|
Seks, ale czy to bezpieczne?
Witam wszystkie mile panie. Mam pewien problem, ktory strasznie mnie meczy. Ciagle o tym mysle i nie daje mi to spokoju. Z moim chlopakiem jestem ponad rok (jutro dokladnie rok i miesiac). Bardzo sie kochamy, ufamy sobie, jestesmy szczerzy i duzo rozawiamy. Moj Tz nigdy mnie nie zawiodl,zawsze byl dla mnie podpora. Bardzo sie kochamy i chcielibysmy sie kochac. Nigdy jeszcze tego nie robilam(mam 18 lat), ale wiem, ze chce zrobic to z tym mezczyzna. Tylko nasuwa sie tutaj problem. Od wakacji zaczelam miec duze problemy ze zdrowiem i do dzis jezdze po lekarzach. Jak nie kardiolog to neurolog. Okazalo sie ze mam niedoczynnosc tarczycy (ale oprocz tego rowniez inne klopoty ze zdrowiem, ktore nie maja tu znaczenia).

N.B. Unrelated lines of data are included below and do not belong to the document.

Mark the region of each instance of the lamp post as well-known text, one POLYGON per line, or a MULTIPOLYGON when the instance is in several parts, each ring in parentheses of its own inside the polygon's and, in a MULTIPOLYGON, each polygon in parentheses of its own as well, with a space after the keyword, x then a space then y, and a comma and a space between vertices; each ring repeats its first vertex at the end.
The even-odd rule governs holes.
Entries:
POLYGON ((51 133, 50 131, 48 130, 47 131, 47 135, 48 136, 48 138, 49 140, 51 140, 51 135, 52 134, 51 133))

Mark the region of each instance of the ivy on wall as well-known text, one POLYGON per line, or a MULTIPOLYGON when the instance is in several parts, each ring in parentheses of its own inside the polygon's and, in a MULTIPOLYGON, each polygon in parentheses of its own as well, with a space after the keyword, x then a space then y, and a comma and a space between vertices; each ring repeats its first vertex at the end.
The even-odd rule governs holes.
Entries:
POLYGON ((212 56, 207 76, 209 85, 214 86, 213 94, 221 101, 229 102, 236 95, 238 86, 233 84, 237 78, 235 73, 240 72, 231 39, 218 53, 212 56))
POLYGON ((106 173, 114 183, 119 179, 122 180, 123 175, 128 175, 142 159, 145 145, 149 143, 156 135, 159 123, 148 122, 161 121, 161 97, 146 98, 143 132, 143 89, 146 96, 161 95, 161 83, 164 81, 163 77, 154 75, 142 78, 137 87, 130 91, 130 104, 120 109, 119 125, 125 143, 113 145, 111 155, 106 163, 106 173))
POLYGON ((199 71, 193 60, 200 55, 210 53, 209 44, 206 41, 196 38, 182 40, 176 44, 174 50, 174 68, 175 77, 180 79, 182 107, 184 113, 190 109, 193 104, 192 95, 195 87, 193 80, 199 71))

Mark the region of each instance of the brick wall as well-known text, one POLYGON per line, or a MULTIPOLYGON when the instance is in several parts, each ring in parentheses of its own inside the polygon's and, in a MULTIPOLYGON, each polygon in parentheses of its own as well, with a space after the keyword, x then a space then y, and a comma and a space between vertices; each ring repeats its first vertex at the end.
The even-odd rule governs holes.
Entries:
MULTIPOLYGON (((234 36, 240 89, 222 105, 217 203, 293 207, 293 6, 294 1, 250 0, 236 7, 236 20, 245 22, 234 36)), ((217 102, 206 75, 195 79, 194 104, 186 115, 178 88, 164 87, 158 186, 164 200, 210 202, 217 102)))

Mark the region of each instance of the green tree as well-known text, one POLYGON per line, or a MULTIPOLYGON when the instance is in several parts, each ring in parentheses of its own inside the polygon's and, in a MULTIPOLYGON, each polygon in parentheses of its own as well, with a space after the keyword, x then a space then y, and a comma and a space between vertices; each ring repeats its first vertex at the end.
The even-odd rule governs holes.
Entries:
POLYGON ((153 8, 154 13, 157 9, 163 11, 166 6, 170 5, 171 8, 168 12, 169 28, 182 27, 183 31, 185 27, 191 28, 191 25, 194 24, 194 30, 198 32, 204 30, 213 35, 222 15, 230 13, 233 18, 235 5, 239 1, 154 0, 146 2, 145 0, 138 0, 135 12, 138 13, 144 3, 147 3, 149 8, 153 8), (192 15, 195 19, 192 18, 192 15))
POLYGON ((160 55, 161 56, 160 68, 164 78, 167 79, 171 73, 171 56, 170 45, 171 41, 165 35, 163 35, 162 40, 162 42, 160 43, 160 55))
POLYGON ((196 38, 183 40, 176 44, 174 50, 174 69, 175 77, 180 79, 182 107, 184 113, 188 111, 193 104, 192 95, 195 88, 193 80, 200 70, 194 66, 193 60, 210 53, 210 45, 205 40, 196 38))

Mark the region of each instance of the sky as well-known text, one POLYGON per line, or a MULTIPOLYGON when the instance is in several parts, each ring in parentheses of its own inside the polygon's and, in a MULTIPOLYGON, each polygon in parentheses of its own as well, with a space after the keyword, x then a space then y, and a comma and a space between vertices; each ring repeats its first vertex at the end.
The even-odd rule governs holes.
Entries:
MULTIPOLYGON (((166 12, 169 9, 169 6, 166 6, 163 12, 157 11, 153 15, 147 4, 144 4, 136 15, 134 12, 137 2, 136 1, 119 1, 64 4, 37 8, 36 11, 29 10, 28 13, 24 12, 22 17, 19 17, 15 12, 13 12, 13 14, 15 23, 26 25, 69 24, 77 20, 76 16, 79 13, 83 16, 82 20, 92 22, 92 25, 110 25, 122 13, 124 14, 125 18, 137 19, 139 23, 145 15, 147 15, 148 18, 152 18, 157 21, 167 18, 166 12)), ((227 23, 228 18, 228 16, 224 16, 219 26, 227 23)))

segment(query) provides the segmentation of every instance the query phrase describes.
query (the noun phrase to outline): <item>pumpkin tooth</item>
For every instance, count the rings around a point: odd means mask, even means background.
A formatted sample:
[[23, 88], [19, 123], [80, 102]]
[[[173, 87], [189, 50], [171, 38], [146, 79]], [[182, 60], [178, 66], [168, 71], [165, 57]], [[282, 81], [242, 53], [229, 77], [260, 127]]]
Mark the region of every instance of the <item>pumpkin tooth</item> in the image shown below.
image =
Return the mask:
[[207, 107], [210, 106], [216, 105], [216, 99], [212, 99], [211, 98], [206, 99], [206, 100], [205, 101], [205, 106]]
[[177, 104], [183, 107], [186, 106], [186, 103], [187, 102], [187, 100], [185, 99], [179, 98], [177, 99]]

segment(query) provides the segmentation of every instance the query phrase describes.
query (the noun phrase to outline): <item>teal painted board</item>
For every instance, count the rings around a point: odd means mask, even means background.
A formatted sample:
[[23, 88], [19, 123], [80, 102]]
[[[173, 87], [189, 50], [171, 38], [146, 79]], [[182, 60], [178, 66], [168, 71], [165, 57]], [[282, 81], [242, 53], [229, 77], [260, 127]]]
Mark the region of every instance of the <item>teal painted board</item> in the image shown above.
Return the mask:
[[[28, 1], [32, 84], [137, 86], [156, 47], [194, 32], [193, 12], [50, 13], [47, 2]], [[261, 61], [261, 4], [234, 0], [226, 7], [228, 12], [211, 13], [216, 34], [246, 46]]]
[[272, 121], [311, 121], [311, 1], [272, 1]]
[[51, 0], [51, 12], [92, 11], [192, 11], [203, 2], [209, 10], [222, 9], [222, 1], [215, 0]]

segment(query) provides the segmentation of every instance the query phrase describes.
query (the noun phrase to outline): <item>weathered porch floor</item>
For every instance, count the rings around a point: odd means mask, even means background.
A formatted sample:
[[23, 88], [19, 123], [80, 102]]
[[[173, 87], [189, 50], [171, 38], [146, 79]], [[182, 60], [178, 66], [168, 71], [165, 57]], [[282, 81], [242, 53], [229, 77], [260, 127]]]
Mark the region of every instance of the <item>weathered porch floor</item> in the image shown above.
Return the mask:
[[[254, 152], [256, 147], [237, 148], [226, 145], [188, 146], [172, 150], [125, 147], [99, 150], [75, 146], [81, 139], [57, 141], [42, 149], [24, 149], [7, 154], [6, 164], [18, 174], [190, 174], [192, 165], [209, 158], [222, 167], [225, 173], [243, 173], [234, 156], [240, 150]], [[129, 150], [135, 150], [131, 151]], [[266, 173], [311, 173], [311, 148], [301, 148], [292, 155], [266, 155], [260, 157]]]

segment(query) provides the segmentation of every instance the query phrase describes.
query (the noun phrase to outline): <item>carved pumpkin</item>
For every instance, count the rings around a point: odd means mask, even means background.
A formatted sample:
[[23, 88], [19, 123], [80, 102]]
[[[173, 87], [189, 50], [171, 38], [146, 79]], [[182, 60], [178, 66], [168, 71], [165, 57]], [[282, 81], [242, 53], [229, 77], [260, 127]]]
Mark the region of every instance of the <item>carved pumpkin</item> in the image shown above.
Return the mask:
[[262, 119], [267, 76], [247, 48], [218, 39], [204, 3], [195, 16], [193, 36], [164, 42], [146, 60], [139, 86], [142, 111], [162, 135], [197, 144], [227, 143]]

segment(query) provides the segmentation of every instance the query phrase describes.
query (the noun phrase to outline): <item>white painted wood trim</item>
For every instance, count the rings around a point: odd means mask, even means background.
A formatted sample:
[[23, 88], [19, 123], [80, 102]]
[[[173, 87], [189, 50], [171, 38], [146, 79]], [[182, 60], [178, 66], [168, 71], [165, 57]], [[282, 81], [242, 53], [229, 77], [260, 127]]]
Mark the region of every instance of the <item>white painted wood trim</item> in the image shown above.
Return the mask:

No ale apropo tarczycy. Rozwijalam sie prawidlowo. W notesie zapisywalam caly swoj cykl miesiaczkowy, wszystko wypadalo regularnie.Ale przez ta tarczyce wszystko mi sie rozregulowalo. Dostalam miesiaczke 29 pazdziernika, a nastepna dopiero 10 grudnia. W listopadzie nie mialam jej w ogole. Moja tarczyca doslownie szaleje, nie moze sie ustabilizowac. Pani Endokrynolog zwiekszyla mi dawke leku i jak narazie nadal nic. Nie wiem czy to bezpieczne uprawiac seks, gdy sa takie nieprawidlowosci w moim miesiaczkowaniu?